Nephrolithiasis in renal tubular acidosis

Renal tubular acidosis is a rare kind of kidney disorder that occurs due to the inability of the kidneys to excrete acids from the blood into the urine normally. This leads to 

disruption of the normal acid-base balance, increased acid levels in the blood and a condition called metabolic acidosis. 

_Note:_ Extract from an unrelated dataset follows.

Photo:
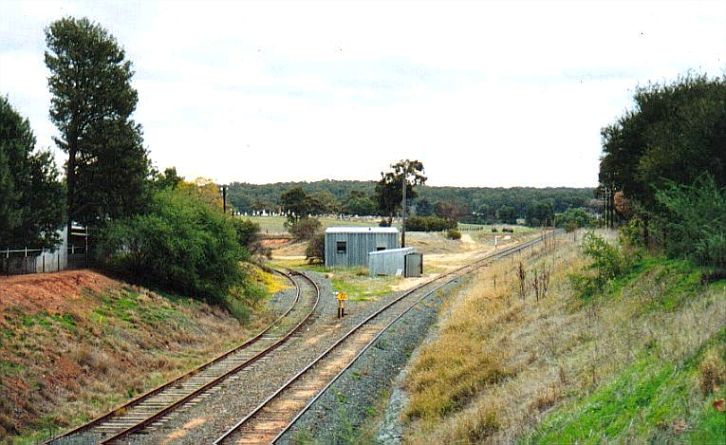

Renal tubular acidosis is of four types— type 1 or distal renal tubular acidosis, type 2 or proximal renal tubular acidosis, type 3 or mixed renal tubular acidosis, and type 4 or hyperkalemic renal tubular acidosis. Type 1 or distal renal tubular acidosis leads to nephrolithiasis or the formation of kidney stones, apart from causing other symptoms. 


Nephrolithiasis in type 1 renal tubular acidosis


  • Untreated distal or type 1 renal tubular acidosis often results in hypocitraturia, nephrolithiasis, increased urinary pH, hypercalciuria, and bone abnormalities.


  • There are several factors that contribute to nephrolithiasis or stone formation in distal renal tubular acidosis. The main reason is the release of increased calcium phosphate from the bone when the body tries to buffer the retained acid. The higher the degree of acidemia, the higher the calcium levels and the higher the chances of stone formation. 


  • Distal RTA is characterised by extremely low citrate levels and alkaline urine, both of which increase the risk of developing kidney stones. The patients should ideally be under the treatment of a nephrologist or a urologist. Distal RTA should be excluded in any patient who presents with calcium phosphate kidney stones, increased urinary pH ( early morning pH>5.5), and decreased urinary citrate. 


  • In distal or type 1 RTA, H+ ions are not excreted effectively along the distal part of the nephron, including the distal tubule and collecting duct. This leads to the formation of alkaline urine and calcium phosphate precipitation and stones. 


  • Other factors include increased intestinal calcium absorption, persistently increased urinary pH, decreased citrate excretion, and reduced reabsorption of certain ions from the tubules. Increased urinary pH for a long time leads to precipitation of calcium phosphate. 


  • The histopathological features of kidney stones formed due to distal renal tubular acidosis show calcium phosphate deposition on the Bellini ducts and inner medullary layer, which leads to fibrosis. Even areas that are not plugged with calcium phosphate show interstitial fibrosis. 


  • Proximal renal tubular acidosis does not lead to kidney stones.